Active Health Partners launches absence risk barometer

Active Health Partners (AHP) has launched an absence risk barometer to help employers quantify the risk of absence to business operations in their organisation.

The guide creates a simple risk estimate (SRE) for reasons of absence. This produces a risk profile for specific sectors, companies and departments, allowing employers to implement absence management strategies that are relevant, efficient and cost-effective.

Using an evidence-based approach, data was taken from AHP’s database of hundreds of thousands of absences, to compile a list of key primary indices of reasons for absence, such as mental health, musculo-skeletal and gastrointestinal to provide an insight into illness in specific industry sectors across corporate Britain. 

Calculated by multiplying the frequency of absence by the mean number of days of absence, the SRE allows companies to profile the risk that different types of employee absence has on business operations and allows organisations in different sectors to see how vulnerable they are to absence.

Bruce Robinson, chief executive of AHP, said: “Businesses are increasingly confronted by complex risk and employee absence has a very significant impact on an organisation’s operations. As such, it should be measured and managed in the same way as any other business risk. Through collating so much robust data and extrapolating the risk factor of specific absence indices, we can accurately assess the specific absence risks within most organisations in the UK.”

The first Absence Risk barometer reports key findings on absence on data taken in the 52 weeks to 30 June 2009 and also compares data from quarter two (April to June) 2009 to that from the same quarter in 2008. Each quarterly barometer will report on absence trends and examine data from the respective 12 month period and compare data from that particular quarter with the same period in the previous year. Each one will also include a case study, highlighting an organisation that has successfully reduced its employee absence figures.
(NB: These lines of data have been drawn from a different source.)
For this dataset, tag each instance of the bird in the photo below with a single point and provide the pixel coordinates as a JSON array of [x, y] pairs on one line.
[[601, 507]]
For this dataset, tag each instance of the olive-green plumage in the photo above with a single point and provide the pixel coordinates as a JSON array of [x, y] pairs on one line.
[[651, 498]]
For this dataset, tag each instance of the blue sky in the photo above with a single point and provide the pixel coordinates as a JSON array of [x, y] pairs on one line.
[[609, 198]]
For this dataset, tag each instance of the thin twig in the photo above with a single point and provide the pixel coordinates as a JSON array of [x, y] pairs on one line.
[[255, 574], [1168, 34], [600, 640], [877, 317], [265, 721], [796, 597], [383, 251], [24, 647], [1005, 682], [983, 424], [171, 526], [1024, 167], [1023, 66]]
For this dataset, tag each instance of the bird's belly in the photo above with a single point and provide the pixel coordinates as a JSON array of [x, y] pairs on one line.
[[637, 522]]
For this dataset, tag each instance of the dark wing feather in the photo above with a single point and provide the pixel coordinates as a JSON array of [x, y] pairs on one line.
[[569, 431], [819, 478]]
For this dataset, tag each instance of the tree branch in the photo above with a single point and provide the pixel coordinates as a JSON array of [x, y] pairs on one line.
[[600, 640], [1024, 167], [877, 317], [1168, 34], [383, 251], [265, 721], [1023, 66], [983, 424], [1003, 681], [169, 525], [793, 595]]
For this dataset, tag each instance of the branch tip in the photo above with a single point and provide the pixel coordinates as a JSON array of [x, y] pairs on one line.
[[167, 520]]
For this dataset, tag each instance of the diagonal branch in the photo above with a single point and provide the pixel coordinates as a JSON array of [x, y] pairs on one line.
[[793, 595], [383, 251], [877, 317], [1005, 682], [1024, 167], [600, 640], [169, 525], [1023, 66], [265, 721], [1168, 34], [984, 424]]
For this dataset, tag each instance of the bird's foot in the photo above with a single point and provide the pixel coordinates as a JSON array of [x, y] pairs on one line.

The first report shows the amount of mental health absences in the Government sector has risen by 18.3% from April to June 2009, compared to the same period in 2008. This comes at a time when mental health absences are decreasing across other sectors. The mental health SRE for the sector for the 2008 quarter was 39.98 compared to 47.32 for the same timeframe in 2009, highlighting the impact of lost output due to this absence.

Robinson added: ”The risk profile for absences due to mental health across all other sectors has actually decreased by 19%, and the figures from this latest quarter are also showing a massive 30% decrease compared to the yearly average, so the increase in the Government sector is all the more significant.

“Mental ill health has been estimated to affect the productivity of those in work as well as causing significant absence. With the backdrop of the recession, the challenges felt by organisations has never been so intense.”